Prove $\{a_n\}^r$ is a Cauchy sequence.

Question

For any $r \in \mathbb{Q}$, consider the sequence $\{a_n\}^r$ given by $a_n = r$ for all $n \in \mathbb{N}$. Prove $\{a_n\}^r$ is a Cauchy sequence.

I don't have any idea how to prove $\{a_n\}^r$ yet, but I do have an idea to show that $\{a_n\}$ is Cauchy sequence. So far, I know that the difference between any two terms is equal to zero. Can we take $\epsilon = 0$ because the difference is zero? Does this mean that the sequence converges to zero? any idea or hints would be really appreciated.

EDIT: I don't know if this makes sense, but I will write down what I have in my mind.

Since the difference between any two terms is equal to zero, we have $|a_{i+1} - a_i| = 0 < \epsilon$. Thus, we can take $r = 0 \in \mathbb{Q}$. Then, there exists $k \in \mathbb{N}$ such that $|a_{i+1} - a_i| < \epsilon$ for $i > k$. Therefore, $\{a_n\}$is a Cauchy sequence. Since $r = 0$, $\{a_n\}^r$ is a Cauchy sequence that converges to zero.

Answer 1

A Cauchy sequence is just a sequence where the values eventually get arbitrarily close to each other. Formally, we say that for an arbitrarily small value $\varepsilon > 0$, there is a “threshold” $N \in \mathbb{N}$ such that for all indices $n, m \geq N$, the values $a_n$ and $a_m$ differ by no more than $\varepsilon$. This definition may seem daunting, but if you break it down, it should make sense. Following from this definition, here's how you would solve your problem:

1. Start by picking some arbitrary value of $\varepsilon$. Here, the word “arbitrary” indicates that $\varepsilon$ can be anything—notice that we aren't picking a specific value for $\varepsilon$ (as you did when you said “Can we take $\varepsilon = 0$ because the difference is zero?”).
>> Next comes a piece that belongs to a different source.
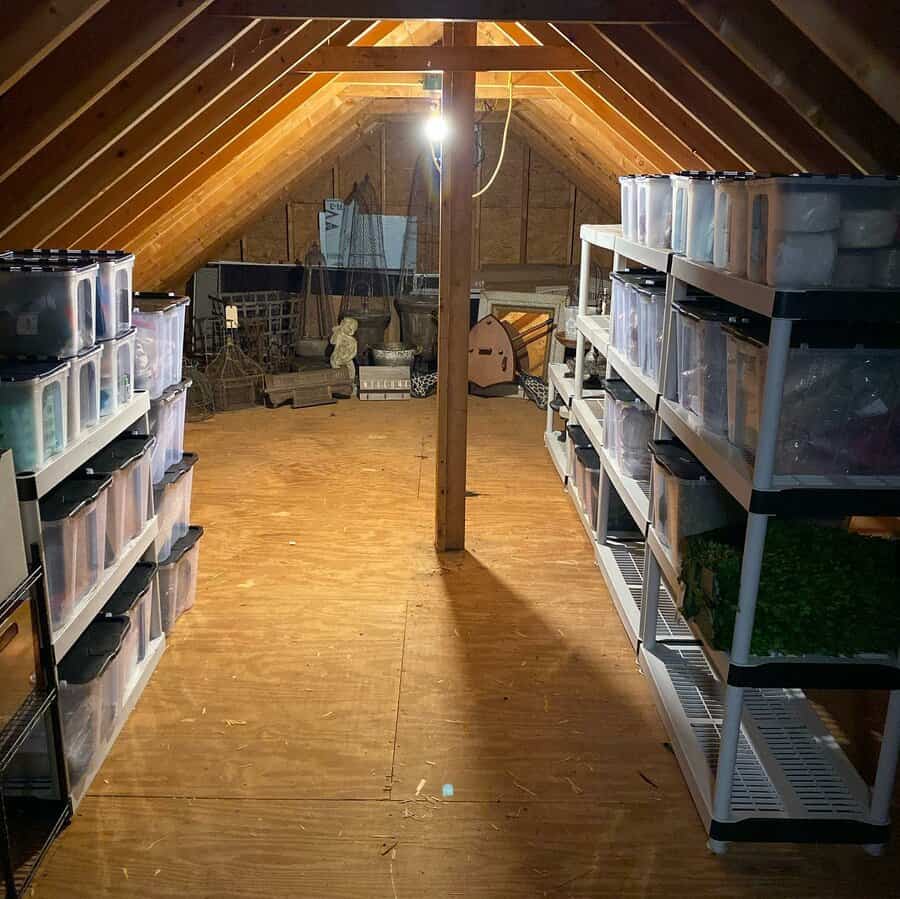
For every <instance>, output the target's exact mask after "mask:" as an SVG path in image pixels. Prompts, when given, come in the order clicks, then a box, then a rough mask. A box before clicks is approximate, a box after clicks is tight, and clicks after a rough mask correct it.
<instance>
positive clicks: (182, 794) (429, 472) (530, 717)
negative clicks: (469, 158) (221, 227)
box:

2. Next, identify your “threshold” $N$. All values of your sequence past this threshold must be within a distance of $\varepsilon$ of each other. Usually, the tricky part is choosing the right value for $N$, but it shouldn't be too difficult for your problem.

3. Prove that for all indices $n, m \geq N$, the distance $|a_n - a_m| < \varepsilon$. This is to just verify that the threshold you picked in (2) is indeed valid.

And that's it! We have shown that for arbitrarily small values of $\varepsilon$ (1), there is a threshold $N$ (2) such that all values past this threshold are $\varepsilon$-close to each other (3). Almost every time you want to prove a sequence is Cauchy, you will follow these steps.